Die Kanzlerin wusste zwar nicht, was sie nach ihrer Abwahl politisch ändern wollte: aber Kanzlerin wollte sie bleiben. Und selbst der Bundespräsident hängte sich sehr weit aus dem Fenster, indem er von der SPD eine weitere GroKo annahmte.

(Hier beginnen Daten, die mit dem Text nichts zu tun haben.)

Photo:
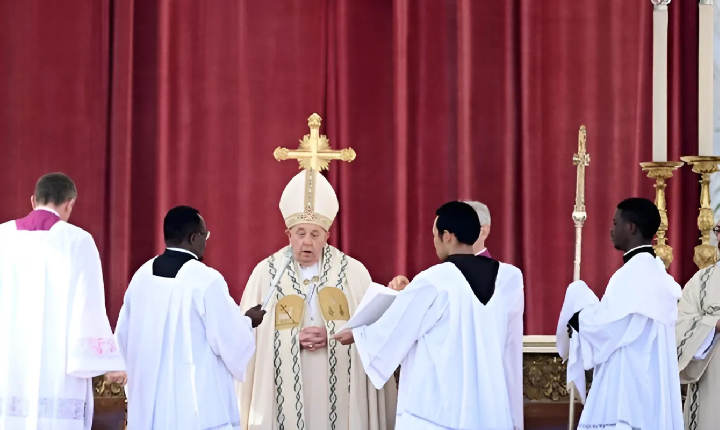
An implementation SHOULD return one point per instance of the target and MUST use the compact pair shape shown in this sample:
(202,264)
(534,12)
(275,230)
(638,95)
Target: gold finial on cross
(314,152)
(581,160)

Nun hat die in Umfragen sichtbare Zustimmung des Wählers als Bürger nach der letzten Wahl um weitere 7 % abgenommen. Davon ca. 5 % zu Lasten von CDU/CSU. Daraus resultierend sollte man doch annehmen können, dass diese greifbare Unzufriedenheit des Bürgers an seiner Regierung irgendwann Nachdenken erzeugen würde.
Dem ist aber nicht so. Wehrhafte Demokraten, die dafür eintreten, dass mit diesem Staat kein Schindluder getrieben wird werden untergejubelt, wie z.B. der Fall Chemnitz/Maaßen es vorführt.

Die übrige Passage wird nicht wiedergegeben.